The Contract
Chapter 2
I didn’t sleep that night.
I couldn’t.
Even after he said I should go back to my duties like nothing had happened. Even after I put my uniform back on with trembling fingers and slipped out of the suite like a ghost.
My skin still felt the tension from where he had touched me. It was funny how my body responded to him. Shame curled up in my stomach like smoke. I should have felt humiliated. I should have been scared. But all I felt was the way his voice still echoed in my head.
Come here.
The way he said it made everything inside me come undone.
I took a cold shower in the back dressing room, scrubbing until my skin turned red. The club had closed by then. Staff had gone. Lights dimmed. Silence stretched through the halls like a warning.
I didn’t know what I was now. A waitress? A plaything? A mistake?
It was almost dawn when I stepped out the back door, hoodie pulled over my damp hair, shoes squeaking with every step. The streets were nearly empty. I walked home with my arms wrapped around myself, heart still pulsing from something I didn’t understand.
By the time I reached the apartment I shared with my brother, the world was waking up.
But I couldn’t breathe.
Not until I saw him.
He was sitting on the stairs, head in his hands, eyes bloodshot. There were empty beer cans around him, his phone lying on the floor like it had been thrown.
I didn’t say anything. I just stepped over the mess and opened the door.
“Ivy,” he mumbled, following me in. “I’m sorry.”
I didn’t answer. I dropped my bag, headed straight for the sink, and filled a glass of water. My hands were still shaking.
“I didn’t mean for it to get that bad,” he said. “I thought I could flip it back. I swear, Ivy. I didn’t know I’d lose the house.”
My voice was hoarse when I finally spoke. “You didn’t lose it. You gave it away.”
He flinched like I hit him. “It wasn’t like that.”
“It was exactly like that. You knew the house was the only thing our parents left before they died, and yet you used it to gamble. I'm just so tired of this at the moment. Now the rent of this apartment is almost due and I don't have much.”
We stood in silence for a beat too long.
I wanted to scream. Break something. Tell him how tired I was of being the one holding everything together while he fell apart. But I didn’t. Because what was the point?
He wouldn’t remember any of it by morning.
So I walked into the bedroom, closed the door behind me, and collapsed onto the mattress. My bones ached. My chest felt heavy. But my mind was still back in that suite.
With him.
With the touch. The way he looked at me like I was something he already owned.
I should have been terrified.
But I wasn’t.
I was... curious.
The next night, I went back to work early.
I clocked in before my shift, hoping to stay invisible. Just another girl serving drinks, counting tips, pretending my life wasn’t crumbling around me. But the moment I stepped into the hallway, the manager’s voice stopped me cold.
“Office. Now.”
My heart stuttered.
I walked into the back office slowly, trying to keep my expression neutral. But my breath caught when I saw him there.
Damien Voss.
Leaning against the desk like he owned the room. Like he owned me.

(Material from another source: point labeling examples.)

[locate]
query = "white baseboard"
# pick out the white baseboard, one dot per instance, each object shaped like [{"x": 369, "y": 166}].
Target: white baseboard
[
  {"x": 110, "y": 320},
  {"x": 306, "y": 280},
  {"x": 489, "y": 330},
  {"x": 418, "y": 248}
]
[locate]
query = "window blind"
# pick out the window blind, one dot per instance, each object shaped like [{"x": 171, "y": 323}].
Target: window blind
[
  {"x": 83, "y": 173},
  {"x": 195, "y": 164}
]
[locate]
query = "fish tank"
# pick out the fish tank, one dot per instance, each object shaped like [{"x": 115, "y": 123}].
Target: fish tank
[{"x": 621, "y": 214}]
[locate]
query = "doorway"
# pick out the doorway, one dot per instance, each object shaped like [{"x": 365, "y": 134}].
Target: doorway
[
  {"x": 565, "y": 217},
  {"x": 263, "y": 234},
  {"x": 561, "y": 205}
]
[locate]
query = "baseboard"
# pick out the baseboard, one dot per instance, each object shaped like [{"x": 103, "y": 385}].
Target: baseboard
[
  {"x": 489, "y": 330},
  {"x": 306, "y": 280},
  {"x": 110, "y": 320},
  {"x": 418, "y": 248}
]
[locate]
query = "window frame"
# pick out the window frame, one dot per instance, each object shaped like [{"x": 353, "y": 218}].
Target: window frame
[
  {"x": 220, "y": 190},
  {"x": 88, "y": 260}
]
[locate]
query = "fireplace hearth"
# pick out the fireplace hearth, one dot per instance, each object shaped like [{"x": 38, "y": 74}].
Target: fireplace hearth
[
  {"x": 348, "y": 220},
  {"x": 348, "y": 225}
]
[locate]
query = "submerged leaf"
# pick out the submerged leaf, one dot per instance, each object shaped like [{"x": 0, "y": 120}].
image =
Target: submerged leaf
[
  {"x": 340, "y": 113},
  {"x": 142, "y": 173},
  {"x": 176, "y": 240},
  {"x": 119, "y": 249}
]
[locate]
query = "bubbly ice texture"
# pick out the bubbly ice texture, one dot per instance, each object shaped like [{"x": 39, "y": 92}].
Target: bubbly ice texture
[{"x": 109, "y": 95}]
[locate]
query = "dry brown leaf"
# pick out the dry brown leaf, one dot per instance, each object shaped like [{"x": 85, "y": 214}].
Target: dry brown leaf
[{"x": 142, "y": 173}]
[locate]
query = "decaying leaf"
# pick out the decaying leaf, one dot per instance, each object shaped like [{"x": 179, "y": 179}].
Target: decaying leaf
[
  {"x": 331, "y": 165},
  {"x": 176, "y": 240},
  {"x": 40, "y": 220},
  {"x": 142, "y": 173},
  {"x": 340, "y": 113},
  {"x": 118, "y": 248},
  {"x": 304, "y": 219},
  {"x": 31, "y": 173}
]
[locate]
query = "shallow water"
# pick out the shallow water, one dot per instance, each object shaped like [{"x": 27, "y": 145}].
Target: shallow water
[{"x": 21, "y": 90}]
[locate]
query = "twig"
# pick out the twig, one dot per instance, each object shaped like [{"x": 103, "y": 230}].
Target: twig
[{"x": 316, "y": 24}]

He was dressed in all black. Expensive. Immaculate. And he looked at me the same way he had the night before. Calm, unreadable, focused like a blade.
“You can go,” he said to the manager without even glancing at him.
The man left without a word, closing the door behind him.
And then it was just the two of us.
Again.
I didn’t move. My fingers curled at my sides.
“I have a proposition,” Damien said.
My pulse spiked.
He reached into his coat pocket and pulled out a cream folder, setting it on the desk between us.
“A contract.”
I swallowed. “What kind of contract?”
He looked at me, eyes cold, voice smooth. “Thirty days. You stay with me. Obey me. Please me. No questions. No attachments. When it ends, you walk away. And in return, I’ll give you enough money to never set foot in this club again.”
My mouth went dry.
“I don’t... I’m not that kind of girl.”
“I never said you were.”
He opened the folder and pushed it toward me.
I stared down at the pages, words swimming. It was real. Legal. Cold.
“There’s a confidentiality clause. No one ever finds out. You keep your name. Your dignity. Your freedom.”
“And if I say no?”
He straightened up and walked around the desk, stopping just inches from me.
“Then I walk away, and nothing changes. You keep working here. Keep struggling. Keep letting the world chew you up and spit you out. But if you say yes,” his fingers brushed a strand of hair from my face, “you get to breathe. You get thirty days of power, of safety, of pleasure you’ve never even tasted.”
I wanted to move. Wanted to run.
But I didn’t.
Because deep down, I knew he was right.
I was tired. Of working until my knees gave out. Of pretending I wasn’t drowning. Of sacrificing everything for people who only took more.
“I need time to think,” I whispered.
“You have until tomorrow night, a car would be waiting at the club by morning."
He leaned closer, his breath warm against my cheek.
“But know this, Ivy. If you sign that paper... you’re mine.”
Then he turned and walked out, leaving the contract on the desk and my sanity in pieces.